Yes, sure, in terms of leverage, I mean, you mentioned during the Portuguese call that the current net debt-to-EBITDA leverage was not comfortable or not where the company wants to be, right? And -- I mean, you mentioned that while your nonrecurring CapEx, as you announced earlier this year, however the cash generation also could be lower, right? So the EBITDA could be lower. So how do you see the deleveraging process bringing the leverage back to, I don't know, 1.5x, 2x, over the next quarters? Do you think that -- do you have any internal target, that you can share with us?

--------------------------------------------------------------------------------

André Pires de Oliveira Dias, Ultrapar Participações S.A. - Chief Financial & IR Officer and Member of Executive Board [15]

--------------------------------------------------------------------------------

Thanks. Basically, all of measures that we have been taking in order to bring back this number, we don't have a target, but basically that -- our objective is to be between 1.5x and 2x net debt-to-EBITDA. And then basically, I think the main and most efficient through is the most likely then on our CapEx process. As I mentioned in the call -- the call in Portuguese, not only being selected but also using other methods of bringing businesses to them especially, for example, looking at a more, let's say, earn outside of bonuses for resellers rather than the sign-up bonuses, which have been the norm for Ipiranga. Using third-party balance sheet is a way of financing, for example, our resellers. And therefore, working both on the CapEx and in working capital as well, as a mean to improve our operating cash flow generation, and therefore, consequently, reduce our leverage. Obviously, there is an expectation in the next 12 months of a better EBITDA than in the last 12 months, because in the end, we had some important impact especially if you take into consideration the time period for the loan acquisition of Liquigas. But all in all, I mean, our focus is on the selectivity of investments and using other methods of investments and optimizing working capital in order to improve our generation of operating cash flow.

--------------------------------------------------------------------------------

Operator [16]

--------------------------------------------------------------------------------

This concludes the question-and-answer session. At this time, I'd like to turn the floor back to Mr. Pires for any closing remarks.

--------------------------------------------------------------------------------

André Pires de Oliveira Dias, Ultrapar Participações S.A. - Chief Financial & IR Officer and Member of Executive Board [17]

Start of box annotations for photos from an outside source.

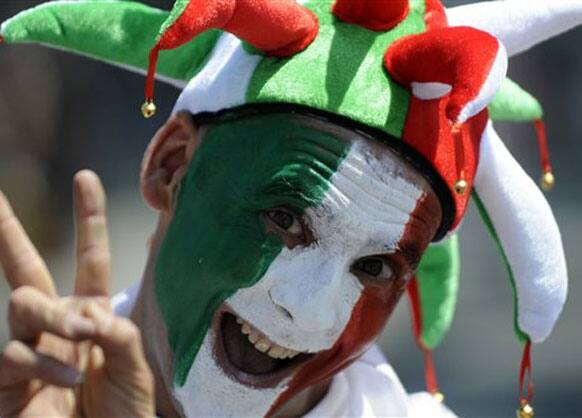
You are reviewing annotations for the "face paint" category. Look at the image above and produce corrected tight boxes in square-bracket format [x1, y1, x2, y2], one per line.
[155, 115, 348, 386]
[158, 112, 438, 416]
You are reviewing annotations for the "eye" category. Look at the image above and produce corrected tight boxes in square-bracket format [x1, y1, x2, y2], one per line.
[352, 257, 395, 282]
[266, 209, 303, 235]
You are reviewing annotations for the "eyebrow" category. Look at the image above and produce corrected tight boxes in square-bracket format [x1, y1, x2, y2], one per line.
[256, 177, 319, 211]
[396, 243, 422, 269]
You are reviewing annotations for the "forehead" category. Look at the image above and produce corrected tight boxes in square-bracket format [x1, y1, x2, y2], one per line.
[197, 114, 430, 210]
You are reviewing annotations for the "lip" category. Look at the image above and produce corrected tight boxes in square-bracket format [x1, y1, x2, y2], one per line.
[212, 304, 316, 389]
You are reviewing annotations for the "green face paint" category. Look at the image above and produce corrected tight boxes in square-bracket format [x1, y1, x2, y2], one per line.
[155, 114, 349, 385]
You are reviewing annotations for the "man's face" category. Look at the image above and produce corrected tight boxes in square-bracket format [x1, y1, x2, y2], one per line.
[155, 114, 441, 415]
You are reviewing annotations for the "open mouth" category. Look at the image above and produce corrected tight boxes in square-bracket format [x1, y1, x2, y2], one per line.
[214, 310, 313, 388]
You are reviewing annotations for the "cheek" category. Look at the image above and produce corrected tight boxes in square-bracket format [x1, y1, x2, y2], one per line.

--------------------------------------------------------------------------------

Well, thanks, everybody. Thanks for your attention and participating in our call. As always, our IR team is available to answer all the questions you might have. And I hope to see everybody again on our next call for the third quarter results. Thank you very much and have a good afternoon. Bye-bye.

--------------------------------------------------------------------------------

Operator [18]

--------------------------------------------------------------------------------

Thank you. This concludes today's Ultrapar Second Quarter 2018 Results Conference Call. You may disconnect your lines at this time.